Twitter has conducted a review of the racist abuse that was targeted at England players on its platform after the Euro 2020 final in July.
Back in July, Marcus Rashford, Jadon Sancho, and Bukayo Saka — three England footballers playing in the UEFA Euro 2020 final at Wembley Stadium — were subjected to a barrage of racist harassment and abuse on Twitter and Instagram.
At the time, many people attempted to drown out the abuse on the players’ Instagram pages by commenting on their posts with messages of love and support. At the time, Instagram commented saying, “We quickly removed comments and accounts directing abuse at England’s footballers last night and we’ll continue to take action against those that break our rules.”

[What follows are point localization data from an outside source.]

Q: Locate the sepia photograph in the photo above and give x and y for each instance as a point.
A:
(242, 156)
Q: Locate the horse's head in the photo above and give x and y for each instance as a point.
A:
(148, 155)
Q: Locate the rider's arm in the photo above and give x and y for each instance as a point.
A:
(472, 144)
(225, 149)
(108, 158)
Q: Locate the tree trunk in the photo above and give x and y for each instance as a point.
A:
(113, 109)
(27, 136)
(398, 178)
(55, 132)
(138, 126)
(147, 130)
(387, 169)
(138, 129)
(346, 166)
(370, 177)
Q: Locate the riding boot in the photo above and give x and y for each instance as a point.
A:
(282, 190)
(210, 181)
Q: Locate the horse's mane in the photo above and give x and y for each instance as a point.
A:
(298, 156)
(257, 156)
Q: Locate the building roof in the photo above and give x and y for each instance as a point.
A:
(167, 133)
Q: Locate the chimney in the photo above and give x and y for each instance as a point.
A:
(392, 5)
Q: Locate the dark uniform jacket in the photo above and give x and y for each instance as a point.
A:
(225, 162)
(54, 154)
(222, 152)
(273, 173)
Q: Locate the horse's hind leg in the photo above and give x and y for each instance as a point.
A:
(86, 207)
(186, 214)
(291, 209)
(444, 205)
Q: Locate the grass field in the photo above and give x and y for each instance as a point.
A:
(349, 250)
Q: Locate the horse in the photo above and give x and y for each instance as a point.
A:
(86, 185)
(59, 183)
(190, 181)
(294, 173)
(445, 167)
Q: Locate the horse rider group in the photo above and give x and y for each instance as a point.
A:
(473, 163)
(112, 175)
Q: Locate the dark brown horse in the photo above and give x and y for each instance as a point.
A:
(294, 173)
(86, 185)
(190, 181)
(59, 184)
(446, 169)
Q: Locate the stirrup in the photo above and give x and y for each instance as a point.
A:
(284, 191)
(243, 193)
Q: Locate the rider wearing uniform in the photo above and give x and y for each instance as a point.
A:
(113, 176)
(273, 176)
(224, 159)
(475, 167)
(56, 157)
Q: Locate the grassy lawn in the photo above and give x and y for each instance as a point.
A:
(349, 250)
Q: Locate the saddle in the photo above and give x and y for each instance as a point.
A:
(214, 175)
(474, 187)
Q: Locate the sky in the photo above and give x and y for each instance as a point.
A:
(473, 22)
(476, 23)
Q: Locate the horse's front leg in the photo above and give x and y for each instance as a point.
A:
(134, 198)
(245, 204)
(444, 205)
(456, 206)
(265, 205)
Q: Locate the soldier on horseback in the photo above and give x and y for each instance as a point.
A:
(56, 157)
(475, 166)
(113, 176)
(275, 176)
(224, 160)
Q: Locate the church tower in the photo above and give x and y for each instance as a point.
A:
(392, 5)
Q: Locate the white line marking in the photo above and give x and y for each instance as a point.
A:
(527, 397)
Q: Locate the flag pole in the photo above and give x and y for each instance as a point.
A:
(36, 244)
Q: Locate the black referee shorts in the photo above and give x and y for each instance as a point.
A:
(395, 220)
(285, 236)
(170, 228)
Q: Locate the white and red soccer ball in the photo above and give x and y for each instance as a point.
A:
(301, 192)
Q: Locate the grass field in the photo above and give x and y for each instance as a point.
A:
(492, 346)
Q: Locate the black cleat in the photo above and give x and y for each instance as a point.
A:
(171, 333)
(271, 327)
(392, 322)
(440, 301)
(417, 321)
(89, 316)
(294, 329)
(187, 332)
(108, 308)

One month on from the England V Italy final, Twitter has published its findings of an analysis of the abuse faced by the players on the platform after they missed penalties in the 3-2 shootout loss.
In a series of tweets, Twitter UK said that it had identified that “the UK was – by far – the largest country of origin for the abusive Tweets we removed.” This finding debunks the statements issued by Conservative commentators at the time, who claimed that the abuse was coming from abroad. This finding also proves wrong comments made by Conservative MP Michael Fabricant who suggested that the racist abuse might not be “home grown” and stated that it could have come from foreign powers “attempting to destabilise our society.”
“On the night of the Euros Final, our automated tools kicked in immediately, and ensured we identified and removed 1,622 abusive Tweets in the 24 hours that followed,” Twitter UK’s findings continued. “Only 2 percent of the Tweets we removed generated more than 1,000 Impressions.”
The report also provided crucial evidence to suggest that ID verification — a solution that was put forth by a petition in the wake of the abuse — would not be an effective strategy in tackling the online abuse. More than 696,000 people signed a petition lobbing the government to make ID a legal requirement for social media accounts. Many pointed out flaws with this idea, as it could also marginalise vulnerable groups and silence whistleblowers. However, Twitter says its data “suggests that ID verification would have been unlikely to prevent the abuse from happening – as of the permanently suspended accounts, 99 percent of account owners were identifiable.”
Twitter added that it will soon be trialling a feature that temporarily autoblocks accounts that use “harmful language.” The company’s UK account concluded by saying, “There is no place for racist abuse on Twitter.”
“Our aim is always that Twitter be used as a vehicle for every person to communicate safely. We’re determined to do all we can, along with our partners, to stop these abhorrent views and behaviours being seen on and off the platform,” read the final tweet in the thread.